Introduced in September 1985 by the federal government of the time, capital gains tax (CGT) is the tax payable on the difference between what it costs you to purchase an asset and the amount received when you dispose of it. It can be quite complex, as legislation has been changed over time surrounding this issue.

It is worth noting there are a number of exemptions which may apply, meaning that investors may not always be liable to pay CGT. For example, under section 104-235 of the Income Tax Assessment Act of 1997, Event K7 – a capital loss can be claimed when an asset is disposed of for less than its original cost and depreciation claims were denied because of the recently amended depreciation legislation which relates to second-hand residential properties, preventing owners from claiming plant and equipment depreciation on previously used assets.

Whilst the method of calculating capital gains tax has not changed, it has become imperative for investors to be aware of the implications of CGT from the outset of their purchase, particularly when they are investing in a second-hand property.

The scenarios where the capital loss schedule becomes crucial include:

  • When an asset is scrapped during ownership, CGT Event K7 can be used to establish a capital loss in that year, even if the property was not sold.
  • Where there is a partial or full¬†CGT main residence exemption. Even though the property was a main residence, they may still be eligible for a CGT Event K7.
  • When the contract date and settlement date for the sale of the property occur in separate financial years.

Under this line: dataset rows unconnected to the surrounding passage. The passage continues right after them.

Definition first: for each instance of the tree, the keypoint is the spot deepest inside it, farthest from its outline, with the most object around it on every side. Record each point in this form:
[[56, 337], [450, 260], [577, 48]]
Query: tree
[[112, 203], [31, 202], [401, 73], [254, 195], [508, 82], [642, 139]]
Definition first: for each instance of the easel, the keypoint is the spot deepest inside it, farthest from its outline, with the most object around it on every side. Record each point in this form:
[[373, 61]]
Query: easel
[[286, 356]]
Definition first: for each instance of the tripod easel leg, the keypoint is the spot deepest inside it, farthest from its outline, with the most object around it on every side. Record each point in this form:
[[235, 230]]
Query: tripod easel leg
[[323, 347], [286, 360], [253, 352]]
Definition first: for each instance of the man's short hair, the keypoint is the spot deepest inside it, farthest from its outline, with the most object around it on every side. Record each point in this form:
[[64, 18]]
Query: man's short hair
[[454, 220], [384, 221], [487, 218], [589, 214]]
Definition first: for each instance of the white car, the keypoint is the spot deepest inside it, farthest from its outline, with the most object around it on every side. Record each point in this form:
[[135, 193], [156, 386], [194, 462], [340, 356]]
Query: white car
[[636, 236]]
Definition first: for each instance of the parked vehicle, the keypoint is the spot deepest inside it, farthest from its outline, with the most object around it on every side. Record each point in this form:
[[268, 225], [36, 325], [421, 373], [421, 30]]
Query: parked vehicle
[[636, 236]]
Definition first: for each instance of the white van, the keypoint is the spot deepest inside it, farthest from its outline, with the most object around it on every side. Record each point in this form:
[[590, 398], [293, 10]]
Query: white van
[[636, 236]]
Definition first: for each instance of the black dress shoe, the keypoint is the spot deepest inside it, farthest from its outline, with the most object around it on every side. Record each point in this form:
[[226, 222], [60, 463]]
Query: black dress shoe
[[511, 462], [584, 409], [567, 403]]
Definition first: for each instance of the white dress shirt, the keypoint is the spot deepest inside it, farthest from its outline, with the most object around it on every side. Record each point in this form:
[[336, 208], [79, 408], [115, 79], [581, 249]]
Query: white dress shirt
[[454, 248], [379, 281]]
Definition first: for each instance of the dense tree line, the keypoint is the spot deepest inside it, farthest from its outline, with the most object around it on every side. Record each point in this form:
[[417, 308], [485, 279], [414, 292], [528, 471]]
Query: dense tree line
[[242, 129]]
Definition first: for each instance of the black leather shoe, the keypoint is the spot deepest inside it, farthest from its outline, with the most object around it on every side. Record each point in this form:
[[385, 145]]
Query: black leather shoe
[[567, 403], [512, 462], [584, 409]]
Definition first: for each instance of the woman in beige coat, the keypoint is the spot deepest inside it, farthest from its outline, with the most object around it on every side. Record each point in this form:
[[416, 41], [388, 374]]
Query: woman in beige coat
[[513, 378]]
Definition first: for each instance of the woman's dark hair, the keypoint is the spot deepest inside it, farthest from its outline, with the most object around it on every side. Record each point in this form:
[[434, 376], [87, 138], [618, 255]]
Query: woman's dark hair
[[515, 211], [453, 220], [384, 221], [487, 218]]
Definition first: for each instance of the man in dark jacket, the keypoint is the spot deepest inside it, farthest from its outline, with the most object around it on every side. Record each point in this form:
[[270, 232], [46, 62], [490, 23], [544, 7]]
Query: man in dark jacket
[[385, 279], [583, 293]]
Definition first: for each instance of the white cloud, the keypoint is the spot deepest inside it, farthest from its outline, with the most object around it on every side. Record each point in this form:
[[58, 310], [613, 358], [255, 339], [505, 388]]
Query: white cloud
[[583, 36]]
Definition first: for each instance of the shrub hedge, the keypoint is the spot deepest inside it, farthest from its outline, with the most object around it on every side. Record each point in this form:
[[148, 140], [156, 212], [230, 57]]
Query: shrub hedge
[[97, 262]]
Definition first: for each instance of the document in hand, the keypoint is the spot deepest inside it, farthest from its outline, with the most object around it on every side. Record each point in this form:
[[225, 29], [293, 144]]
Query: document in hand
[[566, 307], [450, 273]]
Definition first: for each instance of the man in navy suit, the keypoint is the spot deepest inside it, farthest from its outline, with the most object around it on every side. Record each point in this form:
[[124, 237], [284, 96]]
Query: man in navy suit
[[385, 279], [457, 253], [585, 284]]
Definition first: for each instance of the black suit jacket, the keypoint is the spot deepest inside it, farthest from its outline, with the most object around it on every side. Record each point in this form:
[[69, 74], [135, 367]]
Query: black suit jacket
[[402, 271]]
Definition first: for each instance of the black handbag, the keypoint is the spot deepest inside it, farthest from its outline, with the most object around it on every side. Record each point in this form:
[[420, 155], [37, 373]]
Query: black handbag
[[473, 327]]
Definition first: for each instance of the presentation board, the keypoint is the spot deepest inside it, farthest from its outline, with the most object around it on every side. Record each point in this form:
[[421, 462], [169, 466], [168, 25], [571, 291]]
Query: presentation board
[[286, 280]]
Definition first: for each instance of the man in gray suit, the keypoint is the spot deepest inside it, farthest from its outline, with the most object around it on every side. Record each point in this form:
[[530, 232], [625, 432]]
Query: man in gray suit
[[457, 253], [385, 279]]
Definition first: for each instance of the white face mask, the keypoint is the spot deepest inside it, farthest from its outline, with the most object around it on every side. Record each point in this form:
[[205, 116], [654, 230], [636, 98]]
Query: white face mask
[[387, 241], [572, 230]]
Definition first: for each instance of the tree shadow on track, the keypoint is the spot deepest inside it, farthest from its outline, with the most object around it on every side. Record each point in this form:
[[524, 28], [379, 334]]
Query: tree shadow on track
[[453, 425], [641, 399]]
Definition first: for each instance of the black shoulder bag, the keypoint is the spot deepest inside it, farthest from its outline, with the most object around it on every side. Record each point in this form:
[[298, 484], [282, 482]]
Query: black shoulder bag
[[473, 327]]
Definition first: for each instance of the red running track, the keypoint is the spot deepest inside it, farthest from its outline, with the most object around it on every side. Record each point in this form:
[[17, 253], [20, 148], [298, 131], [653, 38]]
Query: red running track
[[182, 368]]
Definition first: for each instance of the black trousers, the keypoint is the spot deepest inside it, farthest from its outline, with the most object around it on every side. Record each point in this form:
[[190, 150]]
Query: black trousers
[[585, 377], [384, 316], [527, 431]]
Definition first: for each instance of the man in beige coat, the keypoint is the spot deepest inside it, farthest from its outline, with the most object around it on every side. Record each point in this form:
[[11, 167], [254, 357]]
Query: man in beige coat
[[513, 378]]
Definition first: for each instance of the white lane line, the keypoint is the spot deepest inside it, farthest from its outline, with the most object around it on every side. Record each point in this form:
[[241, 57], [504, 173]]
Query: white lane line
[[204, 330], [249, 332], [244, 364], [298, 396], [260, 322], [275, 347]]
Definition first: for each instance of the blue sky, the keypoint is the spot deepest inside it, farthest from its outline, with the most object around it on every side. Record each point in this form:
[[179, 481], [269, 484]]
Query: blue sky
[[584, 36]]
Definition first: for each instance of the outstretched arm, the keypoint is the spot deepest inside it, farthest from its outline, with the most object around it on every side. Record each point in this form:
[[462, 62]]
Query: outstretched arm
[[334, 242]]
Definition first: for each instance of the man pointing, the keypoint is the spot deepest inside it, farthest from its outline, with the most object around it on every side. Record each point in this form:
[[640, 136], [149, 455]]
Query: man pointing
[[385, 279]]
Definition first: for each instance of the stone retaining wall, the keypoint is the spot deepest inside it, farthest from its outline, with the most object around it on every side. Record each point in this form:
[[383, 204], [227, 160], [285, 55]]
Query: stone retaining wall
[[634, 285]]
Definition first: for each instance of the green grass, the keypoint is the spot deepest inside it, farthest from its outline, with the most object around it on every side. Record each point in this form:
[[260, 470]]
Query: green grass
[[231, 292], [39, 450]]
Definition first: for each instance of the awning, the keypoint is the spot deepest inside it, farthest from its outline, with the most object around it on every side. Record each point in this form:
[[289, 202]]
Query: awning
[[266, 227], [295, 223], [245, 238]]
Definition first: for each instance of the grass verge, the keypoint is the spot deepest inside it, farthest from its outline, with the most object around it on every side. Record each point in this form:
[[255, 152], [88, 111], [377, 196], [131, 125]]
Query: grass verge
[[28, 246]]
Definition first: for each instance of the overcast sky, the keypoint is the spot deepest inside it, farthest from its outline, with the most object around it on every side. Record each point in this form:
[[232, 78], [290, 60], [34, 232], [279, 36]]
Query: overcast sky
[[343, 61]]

The normal capital gain or loss from the property (CGT Event A1) is calculated in the financial year of contract exchange, where as the CGT Event K7 is calculated in the year of settlement.

Although the capital loss schedule is needed for capital gains tax calculations, some scenarios result in a nil effect because the value of plant and equipment is separated out of the purchase price to show an amount attributed to the property. Any difference identified due to a reduced termination value of plant and equipment increases the portion of purchase price attributed to the property when the property is sold.

It is critical that property investors consult with a specialist Quantity Surveyor and Accountant to ensure their claim is correct.